The many tusked, moon laden underworld/ overworld beauty that she is. I saw her play in the Villa Borghese in Rome one night.5,000 lunatic Italians in an ancient park, dusk, warm, huge bunches of incense wafting out from the stage,cold beer,massive PA, introducing her with Hendix-VOODOO CHILE.She was, as the hip hoppers say-The Bomb.
I sacrificed an entire Peronni Nastro (best summer beer) to the four winds and became my 11 year old self again, down in that ancient seat of brusing alchemy-the mosh pit.Patti knows so much about Trickster her Tour T-shirts should just have a picture of Reynard the Fox and Emily Dickinson making out whilst riding an Old Truimph bike into the mouth of Allen Ginsberg. Wow. Thats a good image-we should save that for the School.
So, no myth debating this week (see Boxing with Barthes)i'm too high, but i would recommend to track down James Hillmans essay 'Peaks and Vales'-you should be able to find this in 'A Blue Fire: selected writings of...'when you find it you'll know what its about.
I'll finish with something by the Prose Poet Louis Jenkins. A great, gnarly, troubled american who dissaproves any transport but feet.
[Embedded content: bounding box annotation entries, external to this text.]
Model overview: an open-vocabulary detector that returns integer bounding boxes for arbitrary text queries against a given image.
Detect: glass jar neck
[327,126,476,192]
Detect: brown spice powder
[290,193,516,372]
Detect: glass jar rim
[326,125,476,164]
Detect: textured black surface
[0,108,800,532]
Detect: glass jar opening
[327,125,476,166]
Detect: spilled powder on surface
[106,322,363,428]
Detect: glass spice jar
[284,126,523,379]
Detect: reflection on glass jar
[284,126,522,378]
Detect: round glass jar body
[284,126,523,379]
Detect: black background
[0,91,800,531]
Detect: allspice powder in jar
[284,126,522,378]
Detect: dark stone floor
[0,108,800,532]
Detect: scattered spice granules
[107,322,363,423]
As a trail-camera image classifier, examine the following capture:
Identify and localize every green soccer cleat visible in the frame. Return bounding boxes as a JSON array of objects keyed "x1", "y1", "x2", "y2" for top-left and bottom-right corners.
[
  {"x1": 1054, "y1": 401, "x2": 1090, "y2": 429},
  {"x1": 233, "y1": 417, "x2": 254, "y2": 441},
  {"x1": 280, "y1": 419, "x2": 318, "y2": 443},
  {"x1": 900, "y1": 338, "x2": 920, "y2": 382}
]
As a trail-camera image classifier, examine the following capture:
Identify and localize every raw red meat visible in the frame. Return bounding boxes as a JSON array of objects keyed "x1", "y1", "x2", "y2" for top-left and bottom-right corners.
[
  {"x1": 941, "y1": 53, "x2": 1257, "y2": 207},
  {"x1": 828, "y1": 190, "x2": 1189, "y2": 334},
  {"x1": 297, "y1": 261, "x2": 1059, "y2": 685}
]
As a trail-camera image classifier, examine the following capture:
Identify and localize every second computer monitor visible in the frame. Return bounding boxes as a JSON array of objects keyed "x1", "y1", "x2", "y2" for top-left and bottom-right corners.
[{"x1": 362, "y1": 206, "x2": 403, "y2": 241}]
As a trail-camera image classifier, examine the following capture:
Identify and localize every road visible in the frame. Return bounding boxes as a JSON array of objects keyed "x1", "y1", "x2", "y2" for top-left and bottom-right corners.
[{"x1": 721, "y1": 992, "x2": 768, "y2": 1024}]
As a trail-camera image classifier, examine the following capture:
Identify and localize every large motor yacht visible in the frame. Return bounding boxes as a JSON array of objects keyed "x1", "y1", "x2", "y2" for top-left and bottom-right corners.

The best anyone can say about you is that you are a disappointment. We had higher expectations of you.We had hoped that you would finish your schooling.We had hoped that you would have kept your job at the plant. We had hoped you would have been a better son and a better father. We hoped and fully expected you would have finished reading Moby Dick. I wish that when i am talking to you, you would at least raise your head off the table and look at me. There are people who, without your gifts, have accomplished so much in this life. I am truly disappointed. Your parents, your wife and children, your entire family, in fact, everyone you know is dissapointed, deeply disappointed.

Sheesh, Jenkins. Do NOT let him babysit your kids.

Well this little flurry of consciousness has made me realise that Pan is still coursing my blood stream: i must take my swan feather cloak and await his shaggy instruction.